Founded in 1861 by Joseph Degge and Henry Ridge in a London coffee shop, the Royal London Life Insurance and Benefit Society was initially set up as a friendly society dedicated to serving the interest of its members and securing their financial security.

On 31 December 2000 Royal London took over United Assurance Group plc. The transaction was the largest acquisition of a quoted UK company by a mutual. United Assurance Group itself had been formed by the merger of United Friendly and Refuge Assurance in October 1996.

On 2 October 2000 it was announced that Royal London would acquire Scottish Life, the Edinburgh-based pension specialist.

In March 2003 Royal London launched a new start up protection business, Bright Grey based in Edinburgh.

In May 2008 Royal London concluded a transaction to acquire the open businesses of Resolution. These were the protection businesses Scottish Provident and Scottish Mutual; Phoenix Life Assurance Limited (formerly Abbey National Life) and Scottish Provident International.

At the beginning of 2009 the offshore businesses Scottish Provident International and Scottish Life International were combined to form a new entity, Royal London 360° based in the Isle of Man. This business was subject to a management buyout in November 2013. Royal London 360° rebranded to RL360° soon after the MBO.

In 2010 Royal London announced that it was in talks with Royal Liver Assurance over a possible acquisition. Terms were agreed in 2011 and the delegates of Royal Liver voted for the takeover at their AGM on 12 May 2011 and the transfer was completed on 1 July.

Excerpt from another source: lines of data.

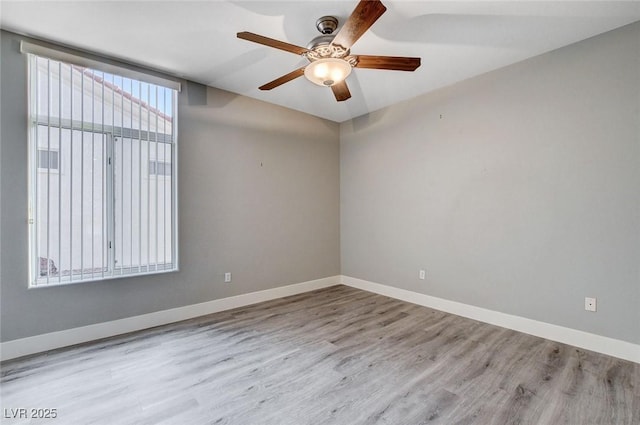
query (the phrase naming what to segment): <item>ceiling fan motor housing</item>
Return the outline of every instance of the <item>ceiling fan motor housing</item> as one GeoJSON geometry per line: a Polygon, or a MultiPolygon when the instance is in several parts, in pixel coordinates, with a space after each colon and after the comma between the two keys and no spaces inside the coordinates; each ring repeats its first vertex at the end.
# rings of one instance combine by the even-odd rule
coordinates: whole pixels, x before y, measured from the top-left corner
{"type": "Polygon", "coordinates": [[[309,62],[314,62],[320,59],[336,58],[342,59],[349,63],[352,67],[356,65],[356,59],[349,56],[349,49],[345,49],[342,46],[333,45],[333,39],[335,35],[333,32],[338,27],[338,19],[333,16],[323,16],[316,21],[316,28],[322,33],[315,37],[307,44],[308,51],[303,53],[302,56],[307,58],[309,62]]]}
{"type": "Polygon", "coordinates": [[[317,37],[314,37],[307,44],[307,49],[314,50],[320,46],[328,46],[329,44],[331,44],[334,38],[335,38],[335,35],[331,35],[331,34],[319,35],[317,37]]]}

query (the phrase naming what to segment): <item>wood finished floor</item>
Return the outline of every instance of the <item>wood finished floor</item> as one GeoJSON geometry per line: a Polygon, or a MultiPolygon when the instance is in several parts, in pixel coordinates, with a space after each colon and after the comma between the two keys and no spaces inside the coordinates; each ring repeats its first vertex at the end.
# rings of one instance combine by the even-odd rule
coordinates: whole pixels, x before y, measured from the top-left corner
{"type": "Polygon", "coordinates": [[[3,424],[640,424],[640,365],[335,286],[5,362],[3,424]]]}

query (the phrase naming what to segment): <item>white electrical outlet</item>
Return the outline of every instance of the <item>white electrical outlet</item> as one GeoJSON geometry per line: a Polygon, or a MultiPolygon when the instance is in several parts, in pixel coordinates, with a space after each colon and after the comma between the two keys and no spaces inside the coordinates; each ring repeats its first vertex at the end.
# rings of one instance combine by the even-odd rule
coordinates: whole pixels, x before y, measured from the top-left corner
{"type": "Polygon", "coordinates": [[[227,272],[224,274],[224,281],[225,283],[231,282],[231,273],[227,272]]]}
{"type": "Polygon", "coordinates": [[[420,270],[420,273],[418,273],[418,277],[420,278],[420,280],[424,280],[426,275],[427,275],[427,272],[425,272],[424,270],[420,270]]]}
{"type": "Polygon", "coordinates": [[[596,299],[586,297],[584,299],[584,309],[587,311],[596,311],[596,299]]]}

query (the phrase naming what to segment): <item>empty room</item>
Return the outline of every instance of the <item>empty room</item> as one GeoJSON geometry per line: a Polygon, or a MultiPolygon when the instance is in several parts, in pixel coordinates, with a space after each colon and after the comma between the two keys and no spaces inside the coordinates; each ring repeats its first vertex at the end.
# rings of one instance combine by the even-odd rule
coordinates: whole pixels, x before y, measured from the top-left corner
{"type": "Polygon", "coordinates": [[[640,1],[0,30],[0,423],[640,424],[640,1]]]}

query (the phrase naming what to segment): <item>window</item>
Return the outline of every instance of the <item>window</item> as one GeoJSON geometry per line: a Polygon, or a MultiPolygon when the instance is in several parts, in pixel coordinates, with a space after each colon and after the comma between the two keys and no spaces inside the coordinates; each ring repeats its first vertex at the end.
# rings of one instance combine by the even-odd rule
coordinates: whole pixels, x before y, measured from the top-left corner
{"type": "Polygon", "coordinates": [[[57,171],[59,169],[59,155],[58,151],[38,149],[38,168],[57,171]]]}
{"type": "Polygon", "coordinates": [[[109,71],[29,54],[32,287],[177,270],[177,90],[109,71]]]}
{"type": "Polygon", "coordinates": [[[171,176],[171,163],[164,161],[149,161],[149,175],[171,176]]]}

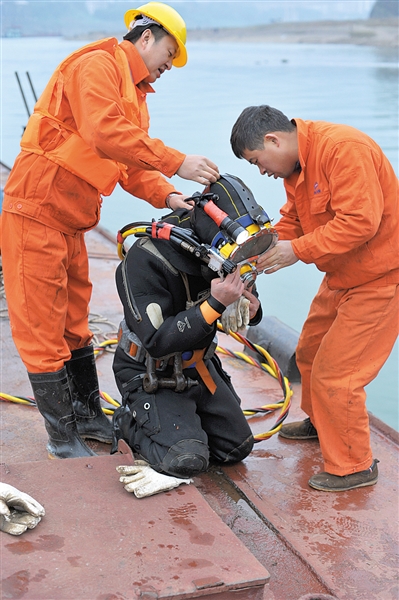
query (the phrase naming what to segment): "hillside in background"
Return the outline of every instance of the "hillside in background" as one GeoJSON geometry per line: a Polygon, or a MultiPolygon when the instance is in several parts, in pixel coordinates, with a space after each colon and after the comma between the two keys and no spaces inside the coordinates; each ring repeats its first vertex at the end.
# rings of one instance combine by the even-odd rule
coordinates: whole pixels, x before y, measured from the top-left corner
{"type": "Polygon", "coordinates": [[[398,18],[354,21],[300,21],[253,27],[223,27],[190,31],[190,42],[263,44],[351,44],[379,48],[399,47],[398,18]]]}
{"type": "Polygon", "coordinates": [[[399,17],[398,0],[377,0],[370,12],[371,19],[399,17]]]}
{"type": "MultiPolygon", "coordinates": [[[[1,0],[0,35],[74,37],[96,33],[120,37],[125,32],[125,11],[140,4],[117,0],[1,0]]],[[[189,29],[210,29],[280,22],[367,19],[372,11],[376,13],[373,17],[383,18],[397,14],[398,0],[191,0],[169,4],[180,12],[189,29]]]]}

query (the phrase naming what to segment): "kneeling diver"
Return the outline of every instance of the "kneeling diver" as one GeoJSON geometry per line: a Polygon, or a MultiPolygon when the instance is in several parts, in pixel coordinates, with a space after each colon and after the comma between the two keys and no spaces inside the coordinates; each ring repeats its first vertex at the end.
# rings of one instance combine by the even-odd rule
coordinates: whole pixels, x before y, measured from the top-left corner
{"type": "Polygon", "coordinates": [[[118,468],[138,497],[189,483],[210,461],[243,460],[254,444],[215,354],[215,334],[218,319],[227,332],[260,322],[256,258],[277,236],[231,175],[191,200],[193,210],[119,232],[124,321],[113,369],[122,406],[113,417],[111,452],[123,439],[139,459],[118,468]],[[126,253],[131,233],[140,239],[126,253]]]}

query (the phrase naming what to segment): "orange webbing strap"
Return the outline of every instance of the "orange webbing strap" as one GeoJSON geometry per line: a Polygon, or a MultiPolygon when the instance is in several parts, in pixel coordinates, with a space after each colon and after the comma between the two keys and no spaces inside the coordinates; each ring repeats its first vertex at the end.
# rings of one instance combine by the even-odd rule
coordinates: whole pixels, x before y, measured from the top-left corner
{"type": "Polygon", "coordinates": [[[202,381],[205,383],[211,394],[214,394],[216,391],[216,383],[213,381],[212,376],[204,363],[204,354],[204,349],[194,350],[193,355],[189,360],[183,360],[183,369],[187,369],[195,364],[195,369],[197,369],[202,381]]]}

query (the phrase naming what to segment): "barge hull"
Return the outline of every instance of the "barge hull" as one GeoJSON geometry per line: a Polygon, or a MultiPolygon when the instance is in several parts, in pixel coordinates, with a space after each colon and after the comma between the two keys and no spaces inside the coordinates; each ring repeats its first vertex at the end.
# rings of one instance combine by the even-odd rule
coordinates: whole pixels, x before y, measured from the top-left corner
{"type": "MultiPolygon", "coordinates": [[[[90,306],[93,329],[98,327],[107,334],[112,334],[114,329],[115,334],[122,319],[122,309],[114,284],[118,264],[115,243],[100,229],[89,232],[86,237],[90,274],[94,284],[90,306]]],[[[4,309],[5,301],[1,302],[4,309]]],[[[0,326],[0,391],[14,396],[29,396],[32,393],[29,380],[12,342],[9,322],[4,313],[0,326]]],[[[233,351],[242,351],[235,340],[223,334],[219,336],[219,345],[233,351]]],[[[101,389],[119,400],[112,373],[112,357],[112,352],[99,357],[97,370],[101,389]]],[[[276,379],[240,360],[224,355],[221,355],[221,359],[224,368],[232,376],[244,409],[282,398],[276,379]]],[[[292,387],[294,395],[288,421],[305,417],[300,410],[300,384],[294,383],[292,387]]],[[[37,409],[0,402],[0,411],[3,480],[32,494],[47,510],[37,528],[20,538],[0,534],[3,598],[167,598],[166,589],[175,594],[170,597],[179,597],[176,596],[178,593],[186,594],[182,598],[196,597],[187,595],[191,593],[223,600],[298,600],[309,594],[314,598],[323,598],[323,594],[330,595],[340,600],[397,600],[399,597],[399,439],[398,432],[373,415],[370,415],[371,444],[375,458],[380,461],[380,478],[375,486],[341,493],[313,490],[307,481],[314,473],[323,470],[317,441],[293,442],[273,435],[257,443],[253,452],[242,463],[230,467],[213,466],[207,473],[196,477],[194,485],[185,485],[158,497],[137,500],[132,494],[125,492],[119,483],[115,466],[122,463],[119,463],[119,456],[109,456],[109,446],[90,442],[90,446],[98,454],[98,457],[90,461],[49,461],[46,452],[47,435],[37,409]],[[84,464],[101,464],[101,469],[82,466],[80,461],[84,464]],[[69,463],[79,465],[79,468],[71,468],[69,463]],[[62,474],[64,469],[67,473],[65,475],[62,474]],[[52,485],[55,472],[58,473],[57,491],[52,485]],[[93,477],[97,472],[98,478],[93,477]],[[74,515],[78,502],[76,495],[81,498],[83,508],[74,515]],[[196,507],[195,519],[191,516],[191,524],[187,523],[185,531],[179,532],[188,541],[191,526],[197,528],[199,539],[206,539],[201,538],[202,534],[216,534],[217,537],[223,531],[225,539],[229,540],[226,548],[219,547],[217,552],[220,554],[218,565],[226,576],[222,577],[220,571],[214,575],[197,564],[187,569],[182,567],[186,564],[184,561],[190,558],[187,548],[191,549],[192,546],[179,542],[179,547],[176,548],[177,530],[170,533],[171,513],[168,511],[174,508],[180,510],[184,504],[196,507]],[[85,519],[79,516],[81,510],[86,515],[85,519]],[[161,514],[164,518],[159,520],[158,516],[161,514]],[[150,521],[154,521],[151,527],[150,521]],[[209,527],[207,523],[210,524],[209,527]],[[73,529],[76,524],[78,526],[73,529]],[[102,532],[103,542],[98,537],[97,530],[102,532]],[[125,533],[124,537],[122,532],[125,533]],[[121,536],[118,539],[117,534],[121,536]],[[48,535],[64,538],[63,547],[68,548],[67,554],[62,548],[52,547],[51,538],[45,537],[48,535]],[[139,543],[135,537],[137,535],[143,536],[139,543]],[[126,545],[126,538],[129,536],[132,539],[130,546],[126,545]],[[83,540],[86,540],[85,543],[83,540]],[[239,542],[239,546],[232,556],[229,548],[234,548],[236,542],[239,542]],[[10,547],[16,550],[18,544],[21,549],[24,544],[29,548],[29,543],[33,544],[32,551],[21,550],[18,554],[17,551],[10,550],[10,547]],[[13,544],[17,545],[12,546],[13,544]],[[170,557],[159,545],[171,546],[174,563],[180,564],[177,571],[171,570],[170,557]],[[140,585],[137,585],[137,589],[134,588],[136,595],[133,595],[132,569],[139,564],[139,557],[135,552],[142,552],[143,546],[152,548],[152,551],[157,548],[157,561],[150,574],[141,571],[140,567],[140,575],[142,572],[147,573],[143,576],[145,579],[159,576],[159,581],[156,582],[153,578],[151,582],[147,582],[135,576],[134,581],[138,581],[140,585]],[[128,548],[128,551],[124,552],[124,548],[128,548]],[[115,580],[113,570],[116,567],[112,561],[116,560],[115,553],[119,552],[124,555],[123,559],[119,557],[124,569],[118,571],[119,575],[115,580]],[[83,558],[73,558],[77,556],[87,556],[95,572],[98,575],[101,572],[99,592],[96,581],[85,588],[84,595],[68,595],[71,593],[68,580],[62,579],[60,575],[66,563],[61,569],[59,561],[67,561],[68,557],[72,557],[67,566],[68,572],[75,576],[74,574],[82,574],[86,570],[83,558]],[[51,568],[52,561],[55,561],[57,569],[51,568]],[[241,568],[239,565],[245,571],[245,563],[249,568],[245,577],[240,575],[241,579],[227,580],[227,576],[234,573],[235,565],[238,574],[241,568]],[[29,571],[29,574],[24,574],[25,571],[29,571]],[[188,579],[184,589],[178,590],[178,580],[171,580],[171,577],[186,575],[188,579]],[[16,578],[14,588],[7,587],[11,585],[10,577],[16,578]],[[29,579],[29,585],[26,578],[29,579]],[[193,582],[197,582],[196,588],[193,587],[193,582]],[[51,594],[56,584],[57,594],[54,596],[51,594]],[[44,593],[46,585],[51,590],[51,593],[48,592],[50,595],[44,593]],[[145,587],[148,585],[152,589],[145,587]],[[230,585],[236,586],[234,592],[233,587],[228,587],[230,585]],[[33,589],[41,589],[40,594],[32,595],[33,589]],[[141,596],[137,596],[139,592],[141,596]]],[[[272,414],[267,418],[252,417],[249,423],[255,434],[262,433],[273,427],[277,416],[272,414]]],[[[182,518],[184,520],[185,517],[182,518]]],[[[201,560],[213,563],[213,559],[209,559],[213,552],[212,545],[196,544],[196,547],[201,547],[203,551],[201,560]]]]}

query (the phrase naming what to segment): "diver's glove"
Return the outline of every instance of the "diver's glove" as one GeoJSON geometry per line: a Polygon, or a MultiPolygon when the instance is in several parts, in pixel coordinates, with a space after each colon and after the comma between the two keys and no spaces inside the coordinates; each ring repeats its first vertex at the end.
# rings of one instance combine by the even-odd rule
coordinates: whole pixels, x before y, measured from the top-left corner
{"type": "Polygon", "coordinates": [[[36,527],[44,514],[43,506],[32,496],[20,492],[8,483],[0,483],[1,531],[21,535],[27,529],[36,527]]]}
{"type": "Polygon", "coordinates": [[[223,311],[220,321],[225,333],[236,333],[240,329],[244,329],[249,324],[249,305],[250,301],[245,296],[241,296],[226,307],[223,311]]]}
{"type": "Polygon", "coordinates": [[[182,483],[192,483],[192,479],[179,479],[154,471],[145,460],[136,460],[134,465],[116,467],[121,475],[119,481],[127,492],[133,492],[136,498],[153,496],[160,492],[173,490],[182,483]]]}

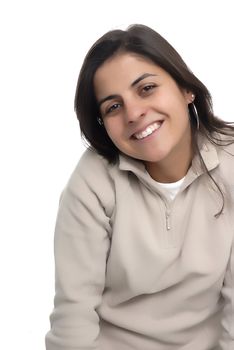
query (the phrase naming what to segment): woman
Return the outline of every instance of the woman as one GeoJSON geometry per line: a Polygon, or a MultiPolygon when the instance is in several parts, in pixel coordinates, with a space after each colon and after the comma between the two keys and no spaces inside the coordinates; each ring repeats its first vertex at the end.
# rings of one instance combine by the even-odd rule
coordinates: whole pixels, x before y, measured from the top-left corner
{"type": "Polygon", "coordinates": [[[158,33],[88,52],[47,350],[234,349],[234,126],[158,33]]]}

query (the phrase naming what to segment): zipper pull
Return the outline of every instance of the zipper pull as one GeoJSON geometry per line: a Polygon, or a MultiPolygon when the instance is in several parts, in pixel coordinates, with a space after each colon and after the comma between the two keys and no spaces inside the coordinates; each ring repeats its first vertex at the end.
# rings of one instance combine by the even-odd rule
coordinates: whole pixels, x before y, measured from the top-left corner
{"type": "Polygon", "coordinates": [[[171,229],[171,220],[169,212],[166,212],[166,227],[168,231],[171,229]]]}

In 2013 The Co-operative Group agreed to sell its life & pensions and asset management businesses to Royal London. The proposed transaction gained the approval of Royal London members at an EGM in June 2013 and gained regulatory approval on 31 July 2013.

At the end of 2015, Royal London completed the rebrand of its two UK protection businesses, Bright Grey and Scottish Provident to a new Royal London protection brand. This completed the group's journey to become a single Royal London brand.

In 2020 Royal London purchased Police Mutual and Forces Mutual.
In 2024, Royal London sold them to the Bspoke Group, a specialist insurance group.

==Activities==
The company is Britain's largest life and pensions mutual in the UK and, as of March 2026, manages £199 billion of savings.